Las trabajadoras de la industria del mar, que no han parado ni un día, se regalan un aplauso al final de cada jornada
19 abr 2020 . Actualizado a las 05:00 h.Cada lata de conserva y cada bolsa de filetes de pescado de marca gallega que entra en la cesta de la compra lo hace por la calidad y la confianza en las manos que lo fabrican. Por eso son los más buscados en los lineales y frigoríficos de los supermercados y, para tranquilidad de los consumidores, siempre están ahí, nunca han faltado en estas casi cinco semanas de largo confinamiento.
La industria gallega de los productos del mar mueve cerca de 6.000 millones de euros en ventas (1.400 las conserva y más de 4.000 millones el congelado). Y empujando ese motor están más de 9.000 empleados, el 80 % mujeres como Carmela, Belén, Sandra o Alba.
Ellas también tienen temor por sus parejas, sus hijos y los padres mayores a los que cuidan. Y aunque en sus trabajos no siempre es posible mantener la distancia de seguridad, no han dejado de acudir a las fábricas ni un solo día, porque, como dicen, al miedo hay que echarle agallas, y de eso ellas saben mucho.
«Hay mucha más demanda y estamos haciendo más horas, trabajando de lunes a sábado, siete horas y media sin parar, con cinco minutos de pausa cada dos horas para ir al cuarto de baño, porque no damos abasto», cuenta Carmela, trabajadora de Galicia Processing Seafood (GPS), en Marín. «Aceptamos eliminar la media hora del bocadillo para no estar expuestas en las zona de descanso, y las siete horas y media nos las computan como ocho trabajadas, pero es muy cansado. Fue una medida que se pensó para quince días, y ya va más de un mes».

Levantando el país
La dureza del trabajo en una planta de procesado de pescado congelado es de sobra conocida, de pie, en naves muy frías y con las manos y los pies siempre en medio de agua helada que se siente hasta en los huesos, por muchos guantes y pares de calcetines que se pongan bajo las gruesas botas de caucho.
«Ahora mismo estamos trabajando solo las empleadas de la empresa. No se ha reforzado el personal, aunque hay más trajo, para evitar riesgos con gente de fuera. El control es tremendo, nos miden la temperatura al entrar, hay mucha desinfección, el lavado de manos es constante. ¿Lo peor? La protección que tenemos que llevar, que parecemos verdugos, nos cubre la cabeza y lleva la mascarilla incorporada», afirma Belén, empleada de la planta de Fandicosta, en Domaio. «Cada día la escafandra es de un color, así la empresa se asegura de que no es una usada», aclara. «Ojalá mucha gente aprendiera de todo esto. Algunos aún se enteran ahora, al tener que estar en casa, de que tienen hijos», afirma con ironía. En su casa todos están en activo. «Mi hija trabaja en una residencia de ancianos. Gracias a Dios, no hubo contagios. Mi marido trabaja en el transporte y yo tengo que reconocer que para mi empresa esto nos vino bien. Estábamos bajo mínimos, capeando, nos iban a mandar una semana de vacaciones... Me siento mejor trabajando que metida en casa», afirma Belén, convencida de que «los sectores primarios somos los que vamos a levantar el país».

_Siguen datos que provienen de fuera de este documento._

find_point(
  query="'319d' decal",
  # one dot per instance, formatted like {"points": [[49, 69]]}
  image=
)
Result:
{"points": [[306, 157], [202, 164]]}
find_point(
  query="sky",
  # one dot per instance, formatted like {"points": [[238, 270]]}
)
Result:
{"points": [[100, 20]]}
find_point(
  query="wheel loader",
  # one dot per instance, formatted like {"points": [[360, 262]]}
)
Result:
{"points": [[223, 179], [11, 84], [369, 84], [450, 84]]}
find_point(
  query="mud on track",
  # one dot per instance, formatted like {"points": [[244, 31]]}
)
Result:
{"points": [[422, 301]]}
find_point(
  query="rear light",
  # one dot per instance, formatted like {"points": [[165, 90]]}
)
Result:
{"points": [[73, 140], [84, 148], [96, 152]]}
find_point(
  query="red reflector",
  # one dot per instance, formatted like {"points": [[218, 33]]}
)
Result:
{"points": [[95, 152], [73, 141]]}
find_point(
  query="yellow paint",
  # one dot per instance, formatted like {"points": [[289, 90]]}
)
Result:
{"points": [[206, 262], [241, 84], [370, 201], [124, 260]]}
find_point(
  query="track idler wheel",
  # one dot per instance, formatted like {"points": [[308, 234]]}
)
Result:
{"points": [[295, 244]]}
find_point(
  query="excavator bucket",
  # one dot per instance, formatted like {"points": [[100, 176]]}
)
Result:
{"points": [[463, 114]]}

Sandra es empleada de Cabomar, en Marín, y tira del buen humor para contar cómo es la rutina de desinfección: «Cuando entramos nos dan el material, nos cambiamos, pasamos por el túnel de lavado [desinfección con gel hidroalcohólico] y a trabajar sin pegarte mucho a la compañera».
Hay que estar ahí
Su preocupación empieza al salir de la fábrica. «Mi marido trabaja y tenemos que dejar a los niños con mis padres. Nada más salir, voy corriendo a mi casa, me ducho, echo a lavar la ropa y voy a por ellos con todo el cuidado. Dejo los zapatos en la puerta, me lavo mil veces la manos... Es cansado, pero es lo que nos tocó vivir. Al salir de la fábrica, los vecinos nos aplauden y nosotras también nos damos un aplauso a nosotras mismas», afirma Sandra.

Alba trabaja en la conservera Lago Paganini, en Cangas y reconoce que los primeros días del confinamiento la que más y la que menos pasó miedo. «Tengo dos hijos con asma en casa, y los días antes de Semana Santa fueron horribles. En el trabajo notabas la tensión. Cuando una tosía, todas mirábamos, y si faltaba alguna compañera ya nos temíamos lo peor. Afortunadamente ninguna ha enfermado», relata. Alba tampoco lleva bien la necesaria protección. «Y eso que yo trabajo sentada, pero la gente que se mueve suda mucho, le falta el aire, se agobia», cuenta. Aunque ella y sus compañeras sienten el orgullo: «Sabemos que hay que estar ahí».